La cumbre del suspenso

La cumbre del suspenso

Febrero 28, 2019 - 11:55 p.m. Por: Editorial .

Antes de la cumbre en Hanoi, los voceros oficiales de los Estados Unidos daban a entender que el acuerdo con Corea del Norte era casi un hecho cumplido. Después de su prematura terminación, los mismos personajes dan por hecho que el acuerdo tomará tiempo.

Y se quedó instalado el recinto donde el presidente Donald Trump y el dictador Kim Jong-un firmarían el tratado con el cual se pondría fin oficial a la guerra de Corea iniciada en 1953, así como el posible acuerdo entre la potencia y el pequeño país que es hoy una de las peores amenazas por su ya innegable poder nuclear.
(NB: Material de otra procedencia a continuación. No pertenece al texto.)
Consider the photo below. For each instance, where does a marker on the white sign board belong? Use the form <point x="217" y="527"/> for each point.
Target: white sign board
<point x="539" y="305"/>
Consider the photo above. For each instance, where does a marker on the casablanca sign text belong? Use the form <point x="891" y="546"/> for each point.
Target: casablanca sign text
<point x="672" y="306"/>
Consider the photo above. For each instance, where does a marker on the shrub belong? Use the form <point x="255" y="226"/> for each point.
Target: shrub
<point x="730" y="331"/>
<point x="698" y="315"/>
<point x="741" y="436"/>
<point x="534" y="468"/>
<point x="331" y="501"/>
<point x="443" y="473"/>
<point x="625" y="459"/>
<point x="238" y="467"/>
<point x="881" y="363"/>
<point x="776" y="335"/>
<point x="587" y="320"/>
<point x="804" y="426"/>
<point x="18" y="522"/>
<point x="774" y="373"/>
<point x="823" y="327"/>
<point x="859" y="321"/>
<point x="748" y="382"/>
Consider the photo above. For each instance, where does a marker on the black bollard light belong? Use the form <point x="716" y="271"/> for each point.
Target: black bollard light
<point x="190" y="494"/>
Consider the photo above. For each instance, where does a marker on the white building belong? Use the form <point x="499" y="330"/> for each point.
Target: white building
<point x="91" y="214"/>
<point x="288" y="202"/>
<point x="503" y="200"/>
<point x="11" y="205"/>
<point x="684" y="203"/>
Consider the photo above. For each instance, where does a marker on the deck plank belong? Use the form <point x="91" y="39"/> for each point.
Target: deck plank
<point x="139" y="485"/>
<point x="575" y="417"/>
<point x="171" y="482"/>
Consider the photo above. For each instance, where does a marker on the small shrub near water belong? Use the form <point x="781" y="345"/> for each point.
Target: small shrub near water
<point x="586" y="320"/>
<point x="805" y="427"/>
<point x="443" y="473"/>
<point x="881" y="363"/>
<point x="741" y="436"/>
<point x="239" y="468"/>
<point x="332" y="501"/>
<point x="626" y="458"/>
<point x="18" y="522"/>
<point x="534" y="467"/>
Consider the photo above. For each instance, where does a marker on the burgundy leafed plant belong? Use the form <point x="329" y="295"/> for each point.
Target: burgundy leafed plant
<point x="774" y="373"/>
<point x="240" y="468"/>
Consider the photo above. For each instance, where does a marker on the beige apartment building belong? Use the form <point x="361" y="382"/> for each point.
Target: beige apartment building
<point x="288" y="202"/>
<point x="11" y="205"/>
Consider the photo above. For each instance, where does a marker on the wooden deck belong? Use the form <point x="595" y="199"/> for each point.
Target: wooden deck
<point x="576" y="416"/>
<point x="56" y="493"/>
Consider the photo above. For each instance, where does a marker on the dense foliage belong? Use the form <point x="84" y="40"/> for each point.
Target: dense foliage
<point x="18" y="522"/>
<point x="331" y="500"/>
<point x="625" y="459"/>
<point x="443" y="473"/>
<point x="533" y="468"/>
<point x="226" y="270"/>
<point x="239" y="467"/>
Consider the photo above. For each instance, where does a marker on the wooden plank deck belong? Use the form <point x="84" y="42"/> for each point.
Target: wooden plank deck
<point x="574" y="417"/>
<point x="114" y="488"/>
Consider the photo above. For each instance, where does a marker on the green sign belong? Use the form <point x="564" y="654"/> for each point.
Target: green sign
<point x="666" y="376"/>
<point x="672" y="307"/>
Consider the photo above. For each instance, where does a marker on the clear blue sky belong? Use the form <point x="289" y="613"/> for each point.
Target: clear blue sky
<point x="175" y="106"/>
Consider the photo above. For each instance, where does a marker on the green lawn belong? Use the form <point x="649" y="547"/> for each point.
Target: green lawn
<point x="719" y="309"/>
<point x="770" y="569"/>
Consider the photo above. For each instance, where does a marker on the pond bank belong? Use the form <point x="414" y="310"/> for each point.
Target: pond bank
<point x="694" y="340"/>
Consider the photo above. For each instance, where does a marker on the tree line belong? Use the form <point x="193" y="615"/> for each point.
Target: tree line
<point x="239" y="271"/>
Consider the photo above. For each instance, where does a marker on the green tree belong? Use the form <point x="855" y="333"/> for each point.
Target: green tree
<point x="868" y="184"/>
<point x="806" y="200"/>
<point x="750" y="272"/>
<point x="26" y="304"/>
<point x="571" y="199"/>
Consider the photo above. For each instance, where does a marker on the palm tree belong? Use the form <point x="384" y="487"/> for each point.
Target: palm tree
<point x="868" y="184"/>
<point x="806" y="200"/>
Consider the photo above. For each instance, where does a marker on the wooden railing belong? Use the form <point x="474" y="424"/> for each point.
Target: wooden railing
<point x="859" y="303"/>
Todo eso había sido promulgado a Occidente y a los mercados del mundo como una realidad casi inminente que demostraría la capacidad y efectividad de Trump para negociar y lograr sus cometidos.

Pero no ocurrió así. Y sin que pueda decirse que las negociaciones fracasaron, lo que el abrupto final demuestra es la manera lenta, detallada y muchas veces desesperante con la cual se negocia en Oriente. Esa faceta quedó patente para el Occidente desde el momento en que se iniciaron los diálogos entre Corea del Sur y del Norte, que suponen la reunión de un país dividido por la guerra fría entre las grandes potencias mundiales, la cual llevó a establecer el absolutismo comunista en un lado y la libertad y democracia en el otro.

El hecho es que no hay razones para que Kim Jong-un dé su brazo a torcer de manera inmediata. Sus antecesores en el poder absoluto, su padre y su abuelo, demostraron que los presidentes de los Estados Unidos no han estado dispuestos a desencadenar una guerra, ni siquiera ante la evidencia de que Norcorea estaba desarrollando su poder nuclear y balístico. Y mucho menos con Trump, quien a pesar de su retórica inicial ahora proclama a Kim como su gran amigo y un tipo inteligente.

Por ello la distancia en los anuncios de antes de la cumbre y los emitidos después de que tanto Trump como Kim salieron en estampida de Hanoi. Ahora, el presidente estadounidense se disculpa, dice que “a veces hay que irse” porque le pidieron concesiones imposibles, mientras el canciller de Corea lo desmiente y Kim guarda el silencio de siempre.

Sin embargo, es innegable que algo muy importante se está negociando entre Corea del Norte y del Sur para darle salida a un conflicto que ya perdió su razón de ser. Con ello, tanto Kim Jong-un como el presidente Moe Jae-in están en el camino de encontrar la forma de reunificar su país, lo cual aliviará la presión militar y permitirá a Corea del Norte superar las pésimas condiciones económicas de sus habitantes.

Decir que la cumbre de Hanoi fue un fracaso no es exacto, pues es evidente que hay avances y ella demostró que hay voluntad de negociación aunque existan grandes diferencias y muchos obstáculos por superar. Lo que sí fracasó fue el intento por convertirla en un show publicitario tan usual en el actual Gobierno de los Estados Unidos, necesitado de resultados que superen los escándalos producidos el mismo día por las declaraciones de Michael Cohen, exabogado y exescudero de Donald Trump, ante la Cámara de Representantes de su país.